6. Industrial fluid mechanics

This research discipline primarily investigates a large number of fluid mechanics problems in engineering and studies the flow characteristics around structures, the vortex development processes and flow control measures to achieve energy conservation. Wind tunnel tests and numerical techniques are employed in fundamental and applied aerodynamic research of vehicles and common structures. To meet the needs of national economic development, the operating principle, design method, and testing technology of the turbomachinery are all studied to explain the internal flow mechanism in turbomachinery, optimize such machine and develop the effective testing method for it.
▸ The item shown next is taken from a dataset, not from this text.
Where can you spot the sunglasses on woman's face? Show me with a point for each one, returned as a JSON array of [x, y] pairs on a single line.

This research discipline also focuses on the contaminant diffusion in different city environments, to obtain the spatial–temporal distribution characteristics of the flow field and pollutant concentration field, and then to optimize the architectural design and road environment to improve city's air quality.

7. New energy utilization and new energy vehicle technology

To cope with the energy crisis and environmental issues, to achieve healthy and sustainable economic development, and to adapt to the national energy structure adjustment and the transformation and upgrading of the energy industry, this research discipline focuses on the theory and technology of new energy utilization such as fuel cell, solar energy, wind energy, biomass energy, ocean energy, and geothermal energy. The research scope includes new energy material development, energy storage technology, distributed energy technology, photothermal radiation transmission mechanism and numerical simulation, value-added biomass utilization technology, power battery and supercapacitor technology, energy microgrid system technology, multi-energy complementary technology, ground source heat pump system technology, and energy policy research. In the field of new energy vehicles, research focuses on the application of new lithium batteries and fuel cells in automobiles, optimization of hybrid and electric assembly matching, thermal balance and thermal management of new energy vehicles, theory and method of fault diagnosis systems, vehicle energy management and dynamic coordination, and intelligent integrated control strategy technology.